I’m trying to use cudaLaunch to be able to specify which kernel I’d like to execute on a particular piece of data, and every time I call cudaLaunch, I get a cudaErrorInvalidDeviceFunction error. Any help anyone can provide would be much appreciated.
System/CUDA Info
32-bit machine
CentOS release 5.2
8GB RAM
Cuda 2.2
GeForce 8800 GTX
Code
All the files are in the same directory & compile fine w/no errors. The code should just generate numbers from 0 to 255, print them out, pass them to the kernel to be scaled by 3, then print the output values.
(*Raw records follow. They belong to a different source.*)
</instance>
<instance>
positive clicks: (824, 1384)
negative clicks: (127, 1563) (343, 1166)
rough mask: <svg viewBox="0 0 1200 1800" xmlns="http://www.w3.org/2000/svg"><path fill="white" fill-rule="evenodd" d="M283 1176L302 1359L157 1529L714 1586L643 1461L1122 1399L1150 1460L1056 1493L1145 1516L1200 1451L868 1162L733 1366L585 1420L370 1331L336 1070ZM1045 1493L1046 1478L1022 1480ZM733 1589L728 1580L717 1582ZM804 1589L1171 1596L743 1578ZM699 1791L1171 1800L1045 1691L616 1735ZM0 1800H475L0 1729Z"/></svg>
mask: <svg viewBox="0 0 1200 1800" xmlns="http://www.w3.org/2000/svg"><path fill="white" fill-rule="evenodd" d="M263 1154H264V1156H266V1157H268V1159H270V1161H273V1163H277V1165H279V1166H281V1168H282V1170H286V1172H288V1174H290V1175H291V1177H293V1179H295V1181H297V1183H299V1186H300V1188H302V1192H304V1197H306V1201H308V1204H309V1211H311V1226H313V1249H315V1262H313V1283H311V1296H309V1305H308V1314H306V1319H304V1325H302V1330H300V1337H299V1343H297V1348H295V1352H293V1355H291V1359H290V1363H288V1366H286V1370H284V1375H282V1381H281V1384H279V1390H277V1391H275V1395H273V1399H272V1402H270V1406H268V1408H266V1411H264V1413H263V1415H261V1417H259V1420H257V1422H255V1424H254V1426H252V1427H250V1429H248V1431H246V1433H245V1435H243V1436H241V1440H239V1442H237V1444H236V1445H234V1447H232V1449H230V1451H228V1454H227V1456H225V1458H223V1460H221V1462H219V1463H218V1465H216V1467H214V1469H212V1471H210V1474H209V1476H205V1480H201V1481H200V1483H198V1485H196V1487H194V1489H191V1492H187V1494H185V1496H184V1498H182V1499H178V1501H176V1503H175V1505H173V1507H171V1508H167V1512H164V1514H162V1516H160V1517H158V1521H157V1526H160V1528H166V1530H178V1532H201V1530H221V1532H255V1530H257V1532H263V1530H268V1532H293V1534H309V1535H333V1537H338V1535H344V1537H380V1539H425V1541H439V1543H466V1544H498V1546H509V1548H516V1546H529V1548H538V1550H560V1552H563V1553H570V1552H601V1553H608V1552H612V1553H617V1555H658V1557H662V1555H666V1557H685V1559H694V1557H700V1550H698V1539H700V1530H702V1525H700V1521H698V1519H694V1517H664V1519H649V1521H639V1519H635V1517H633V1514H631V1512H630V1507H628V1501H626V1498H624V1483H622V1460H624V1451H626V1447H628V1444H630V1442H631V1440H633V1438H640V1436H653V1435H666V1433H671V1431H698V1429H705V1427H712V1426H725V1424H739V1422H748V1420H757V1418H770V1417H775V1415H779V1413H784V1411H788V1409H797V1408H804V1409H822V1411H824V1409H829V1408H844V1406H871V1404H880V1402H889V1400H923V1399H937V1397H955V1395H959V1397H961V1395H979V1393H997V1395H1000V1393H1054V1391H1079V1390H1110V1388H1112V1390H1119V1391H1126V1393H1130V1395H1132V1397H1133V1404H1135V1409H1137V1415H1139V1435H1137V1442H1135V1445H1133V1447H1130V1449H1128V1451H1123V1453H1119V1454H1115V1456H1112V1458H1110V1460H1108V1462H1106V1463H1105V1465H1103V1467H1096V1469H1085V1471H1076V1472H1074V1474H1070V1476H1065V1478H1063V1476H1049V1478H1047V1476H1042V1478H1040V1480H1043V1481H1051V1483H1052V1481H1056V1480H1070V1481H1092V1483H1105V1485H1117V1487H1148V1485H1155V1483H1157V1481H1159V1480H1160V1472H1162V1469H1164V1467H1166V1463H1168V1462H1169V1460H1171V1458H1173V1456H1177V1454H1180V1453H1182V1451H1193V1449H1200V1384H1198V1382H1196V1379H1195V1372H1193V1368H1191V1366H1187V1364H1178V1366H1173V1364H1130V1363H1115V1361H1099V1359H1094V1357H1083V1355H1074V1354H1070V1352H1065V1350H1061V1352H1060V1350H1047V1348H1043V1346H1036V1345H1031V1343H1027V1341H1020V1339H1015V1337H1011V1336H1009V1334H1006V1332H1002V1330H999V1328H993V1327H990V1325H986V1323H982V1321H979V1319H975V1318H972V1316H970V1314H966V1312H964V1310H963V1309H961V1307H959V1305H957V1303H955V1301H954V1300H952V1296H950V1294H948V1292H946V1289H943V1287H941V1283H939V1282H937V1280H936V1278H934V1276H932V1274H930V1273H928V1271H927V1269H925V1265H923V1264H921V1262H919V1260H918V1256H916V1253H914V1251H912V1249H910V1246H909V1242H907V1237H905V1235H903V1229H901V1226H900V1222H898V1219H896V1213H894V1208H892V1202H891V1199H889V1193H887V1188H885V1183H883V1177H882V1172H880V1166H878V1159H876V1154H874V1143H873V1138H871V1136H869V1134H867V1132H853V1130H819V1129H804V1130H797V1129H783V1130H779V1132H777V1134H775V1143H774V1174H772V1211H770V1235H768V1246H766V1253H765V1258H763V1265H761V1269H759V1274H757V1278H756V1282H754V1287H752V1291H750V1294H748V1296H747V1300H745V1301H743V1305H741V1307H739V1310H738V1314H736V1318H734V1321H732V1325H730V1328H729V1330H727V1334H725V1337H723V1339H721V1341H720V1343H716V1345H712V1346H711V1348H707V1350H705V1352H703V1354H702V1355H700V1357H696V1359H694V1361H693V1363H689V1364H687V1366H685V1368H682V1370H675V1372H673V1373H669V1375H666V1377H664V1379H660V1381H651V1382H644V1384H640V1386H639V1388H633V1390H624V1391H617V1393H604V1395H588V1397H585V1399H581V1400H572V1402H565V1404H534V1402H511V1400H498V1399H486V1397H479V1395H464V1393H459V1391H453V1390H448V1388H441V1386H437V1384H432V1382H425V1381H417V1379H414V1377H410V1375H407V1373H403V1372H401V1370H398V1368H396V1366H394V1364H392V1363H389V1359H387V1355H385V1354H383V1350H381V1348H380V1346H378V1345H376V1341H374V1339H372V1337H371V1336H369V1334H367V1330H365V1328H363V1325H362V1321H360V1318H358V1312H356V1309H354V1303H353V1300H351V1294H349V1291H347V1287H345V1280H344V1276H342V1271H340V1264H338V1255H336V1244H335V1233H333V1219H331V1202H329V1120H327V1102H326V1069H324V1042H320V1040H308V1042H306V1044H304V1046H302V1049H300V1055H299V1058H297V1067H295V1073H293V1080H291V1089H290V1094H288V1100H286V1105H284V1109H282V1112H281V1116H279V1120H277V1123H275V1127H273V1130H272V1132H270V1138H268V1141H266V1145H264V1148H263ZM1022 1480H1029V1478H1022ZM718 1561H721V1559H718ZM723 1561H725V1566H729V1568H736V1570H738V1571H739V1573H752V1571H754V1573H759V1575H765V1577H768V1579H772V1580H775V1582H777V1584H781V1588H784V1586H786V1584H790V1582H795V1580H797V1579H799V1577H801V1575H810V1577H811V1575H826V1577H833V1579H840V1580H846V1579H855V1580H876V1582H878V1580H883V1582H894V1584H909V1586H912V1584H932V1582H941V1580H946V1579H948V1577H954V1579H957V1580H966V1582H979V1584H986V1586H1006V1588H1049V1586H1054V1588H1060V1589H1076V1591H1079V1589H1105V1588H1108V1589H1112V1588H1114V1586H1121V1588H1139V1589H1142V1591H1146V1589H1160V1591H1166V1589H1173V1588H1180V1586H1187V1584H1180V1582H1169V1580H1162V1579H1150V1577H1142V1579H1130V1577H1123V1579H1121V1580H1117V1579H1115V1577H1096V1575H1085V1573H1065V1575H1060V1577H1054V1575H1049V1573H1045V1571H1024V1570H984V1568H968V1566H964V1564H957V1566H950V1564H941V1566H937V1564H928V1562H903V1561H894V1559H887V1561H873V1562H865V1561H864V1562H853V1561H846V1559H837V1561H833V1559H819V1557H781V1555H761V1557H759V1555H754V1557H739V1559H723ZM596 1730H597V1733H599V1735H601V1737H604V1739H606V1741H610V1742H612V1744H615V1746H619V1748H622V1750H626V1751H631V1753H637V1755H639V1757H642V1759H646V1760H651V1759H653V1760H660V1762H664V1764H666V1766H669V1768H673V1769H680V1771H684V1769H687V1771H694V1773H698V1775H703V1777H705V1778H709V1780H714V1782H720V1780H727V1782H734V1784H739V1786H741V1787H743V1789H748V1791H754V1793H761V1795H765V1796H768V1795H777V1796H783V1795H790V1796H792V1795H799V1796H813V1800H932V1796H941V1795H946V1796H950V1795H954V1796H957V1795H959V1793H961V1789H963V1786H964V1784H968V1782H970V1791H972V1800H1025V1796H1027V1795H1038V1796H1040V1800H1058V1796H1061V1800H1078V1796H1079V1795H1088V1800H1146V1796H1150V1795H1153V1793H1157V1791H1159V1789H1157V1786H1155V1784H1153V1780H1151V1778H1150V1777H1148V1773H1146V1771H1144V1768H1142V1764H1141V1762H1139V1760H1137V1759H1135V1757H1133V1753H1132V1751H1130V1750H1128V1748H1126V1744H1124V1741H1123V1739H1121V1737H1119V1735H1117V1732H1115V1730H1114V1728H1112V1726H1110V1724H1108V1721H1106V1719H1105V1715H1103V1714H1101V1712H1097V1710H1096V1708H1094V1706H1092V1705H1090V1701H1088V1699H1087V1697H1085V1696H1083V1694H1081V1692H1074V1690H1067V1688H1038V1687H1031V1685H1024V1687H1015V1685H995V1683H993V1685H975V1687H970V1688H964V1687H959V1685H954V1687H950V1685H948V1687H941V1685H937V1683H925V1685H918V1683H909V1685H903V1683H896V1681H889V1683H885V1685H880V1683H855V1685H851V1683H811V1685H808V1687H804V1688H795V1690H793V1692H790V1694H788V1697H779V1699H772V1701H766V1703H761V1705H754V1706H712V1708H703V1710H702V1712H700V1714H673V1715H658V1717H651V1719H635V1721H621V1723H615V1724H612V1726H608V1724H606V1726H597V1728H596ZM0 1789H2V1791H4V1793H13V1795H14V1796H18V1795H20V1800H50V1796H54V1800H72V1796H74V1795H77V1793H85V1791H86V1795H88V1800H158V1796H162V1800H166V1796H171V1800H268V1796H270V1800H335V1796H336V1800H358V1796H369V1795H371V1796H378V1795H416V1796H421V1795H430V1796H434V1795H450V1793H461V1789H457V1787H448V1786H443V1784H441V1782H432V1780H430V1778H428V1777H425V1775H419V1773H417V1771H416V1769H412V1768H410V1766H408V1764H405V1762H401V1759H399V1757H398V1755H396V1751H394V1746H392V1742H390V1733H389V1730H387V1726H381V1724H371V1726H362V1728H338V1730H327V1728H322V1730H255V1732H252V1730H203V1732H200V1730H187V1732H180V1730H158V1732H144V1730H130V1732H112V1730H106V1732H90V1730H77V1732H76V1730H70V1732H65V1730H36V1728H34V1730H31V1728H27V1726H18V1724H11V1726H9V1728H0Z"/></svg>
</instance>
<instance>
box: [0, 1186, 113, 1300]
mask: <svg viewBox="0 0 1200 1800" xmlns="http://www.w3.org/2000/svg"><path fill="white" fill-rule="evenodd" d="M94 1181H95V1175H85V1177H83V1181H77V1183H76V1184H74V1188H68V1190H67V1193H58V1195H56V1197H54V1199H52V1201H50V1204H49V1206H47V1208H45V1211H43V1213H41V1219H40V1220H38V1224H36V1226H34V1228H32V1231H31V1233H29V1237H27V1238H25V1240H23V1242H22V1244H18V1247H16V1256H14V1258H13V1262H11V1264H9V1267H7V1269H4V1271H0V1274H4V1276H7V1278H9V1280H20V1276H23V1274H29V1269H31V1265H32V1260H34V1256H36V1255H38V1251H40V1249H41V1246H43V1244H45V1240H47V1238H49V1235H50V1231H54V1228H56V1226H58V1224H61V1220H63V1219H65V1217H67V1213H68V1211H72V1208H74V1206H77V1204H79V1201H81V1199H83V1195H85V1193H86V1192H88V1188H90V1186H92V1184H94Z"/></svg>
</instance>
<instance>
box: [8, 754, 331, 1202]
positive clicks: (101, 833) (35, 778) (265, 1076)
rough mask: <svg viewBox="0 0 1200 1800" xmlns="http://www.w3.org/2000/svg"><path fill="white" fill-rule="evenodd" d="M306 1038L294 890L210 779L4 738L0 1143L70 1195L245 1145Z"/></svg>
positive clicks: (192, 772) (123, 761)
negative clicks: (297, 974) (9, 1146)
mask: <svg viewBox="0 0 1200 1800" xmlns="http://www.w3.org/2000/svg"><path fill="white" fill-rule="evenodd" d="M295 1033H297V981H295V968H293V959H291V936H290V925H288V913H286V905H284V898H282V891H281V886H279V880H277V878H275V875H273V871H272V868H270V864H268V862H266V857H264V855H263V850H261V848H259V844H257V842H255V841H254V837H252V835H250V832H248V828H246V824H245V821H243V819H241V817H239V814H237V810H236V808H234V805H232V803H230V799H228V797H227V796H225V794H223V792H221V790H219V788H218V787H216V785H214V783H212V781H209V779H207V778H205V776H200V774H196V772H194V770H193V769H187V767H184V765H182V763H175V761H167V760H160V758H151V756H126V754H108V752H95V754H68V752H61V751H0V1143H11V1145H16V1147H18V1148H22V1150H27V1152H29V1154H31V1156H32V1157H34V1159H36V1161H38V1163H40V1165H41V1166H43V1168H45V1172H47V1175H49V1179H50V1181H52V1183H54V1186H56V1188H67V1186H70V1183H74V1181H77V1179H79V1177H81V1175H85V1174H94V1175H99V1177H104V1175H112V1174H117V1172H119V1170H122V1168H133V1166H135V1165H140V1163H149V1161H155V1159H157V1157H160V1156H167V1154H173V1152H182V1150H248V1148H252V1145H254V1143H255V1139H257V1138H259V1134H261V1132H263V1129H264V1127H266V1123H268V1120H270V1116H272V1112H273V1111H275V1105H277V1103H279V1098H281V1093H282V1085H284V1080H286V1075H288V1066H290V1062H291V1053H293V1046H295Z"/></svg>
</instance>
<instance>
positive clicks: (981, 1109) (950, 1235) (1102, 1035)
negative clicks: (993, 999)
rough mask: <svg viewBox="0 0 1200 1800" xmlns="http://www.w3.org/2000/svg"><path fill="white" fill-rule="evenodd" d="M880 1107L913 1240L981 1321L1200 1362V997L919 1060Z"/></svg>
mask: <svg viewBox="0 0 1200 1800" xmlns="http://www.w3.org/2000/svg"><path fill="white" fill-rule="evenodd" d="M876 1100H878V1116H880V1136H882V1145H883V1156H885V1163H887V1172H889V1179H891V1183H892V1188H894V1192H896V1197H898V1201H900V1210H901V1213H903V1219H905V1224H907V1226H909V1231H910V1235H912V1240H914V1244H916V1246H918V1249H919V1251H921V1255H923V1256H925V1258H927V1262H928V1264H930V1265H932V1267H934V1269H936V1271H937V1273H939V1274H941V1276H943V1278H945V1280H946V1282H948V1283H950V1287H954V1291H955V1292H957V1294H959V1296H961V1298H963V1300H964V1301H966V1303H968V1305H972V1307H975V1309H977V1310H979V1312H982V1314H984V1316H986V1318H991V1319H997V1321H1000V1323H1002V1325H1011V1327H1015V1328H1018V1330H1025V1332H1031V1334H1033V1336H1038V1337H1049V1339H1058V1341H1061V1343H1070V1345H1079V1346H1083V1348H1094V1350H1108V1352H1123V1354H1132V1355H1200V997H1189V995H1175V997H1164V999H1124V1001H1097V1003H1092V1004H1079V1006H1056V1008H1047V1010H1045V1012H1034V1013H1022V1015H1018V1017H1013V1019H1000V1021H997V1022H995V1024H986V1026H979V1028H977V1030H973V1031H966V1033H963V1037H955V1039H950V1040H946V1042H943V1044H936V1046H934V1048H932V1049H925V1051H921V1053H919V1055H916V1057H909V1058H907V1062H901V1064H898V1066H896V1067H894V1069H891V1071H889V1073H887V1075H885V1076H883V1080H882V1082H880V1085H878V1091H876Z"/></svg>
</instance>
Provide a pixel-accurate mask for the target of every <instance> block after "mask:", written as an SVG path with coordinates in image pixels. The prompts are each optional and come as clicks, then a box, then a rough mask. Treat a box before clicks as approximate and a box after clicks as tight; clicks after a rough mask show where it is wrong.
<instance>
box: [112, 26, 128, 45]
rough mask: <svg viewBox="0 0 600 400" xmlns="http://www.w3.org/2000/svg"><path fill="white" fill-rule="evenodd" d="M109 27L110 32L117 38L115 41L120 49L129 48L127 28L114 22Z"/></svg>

launchTest.cc (main function)
#include <iostream>
#include <stdlib.h>
#include <string>
#include "dat_gpu.h"
#define N_ELEM 256
int main(int argc, char *argv[])
{
int inBuff[N_ELEM];
int outBuff[N_ELEM];
int i = 0;
int dataSize = N_ELEM * sizeof(int);
memset(inBuff, 0, dataSize);
memset(outBuff, 0, dataSize);
printf("Input Vector: ");
for (i = 0; i < N_ELEM; i++) {
inBuff[i] = i;
printf("%d ",inBuff[i]);
}
printf("\n\n");
dat_gpu("scale_vect_op", inBuff, outBuff);
printf("Output Vector: ");
for (i = 0; i < N_ELEM; i++) {
printf("%d ", outBuff[i]);
}
printf("\n\n");
return 0;
}
not shown: dat_gpu.h (just declares dat_gpu function)
dat_gpu.cu
#include <stdio.h>
#include <stdlib.h>
#include <cutil_inline.h>
#include "scale_vect_op.cu"
extern "C" int dat_gpu(const char * func, int * inData, int * outData) {
int data_size = 256 * sizeof(int);
int * gpu_in_data;
int * gpu_out_data;
cudaSetDevice( cutGetMaxGflopsDeviceId() );
cudaMalloc((void**)&gpu_in_data, data_size);
cudaMalloc((void**)&gpu_out_data, data_size);
cudaMemset(gpu_in_data, 0, data_size);
cudaMemset(gpu_out_data, 0, data_size);
cudaMemcpy(gpu_in_data, inData, data_size, cudaMemcpyHostToDevice);
dim3 gridDim(1, 1, 1);
dim3 blockDim(256, 1, 1);
size_t offset = 0;
cudaConfigureCall(gridDim, blockDim, data_size);
cudaSetupArgument(gpu_in_data, offset);
offset += sizeof(gpu_in_data);
cudaSetupArgument(gpu_out_data, offset);
cudaLaunch(func);
cudaThreadSynchronize();
cudaError_t err = cudaGetLastError();
if(err != cudaSuccess) {
const char * err_str = cudaGetErrorString(err);
printf("ERROR: ");
printf(err_str);
printf("\n");
}
cudaMemcpy(outData, gpu_out_data, data_size, cudaMemcpyDeviceToHost);
cudaFree(gpu_in_data);
cudaFree(gpu_out_data);
cudaThreadExit();
return 0;
}
scale_vect_op.cu
extern "C" __global__ static void scale_vect_op( int * inValues, int * outValues, int scale ) {
extern __shared__ int shared[];
const unsigned int tid = threadIdx.x;
shared[tid] = inValues[tid];
outValues[tid] = shared[tid] * scale;
__syncthreads();
}
Thanks for any help!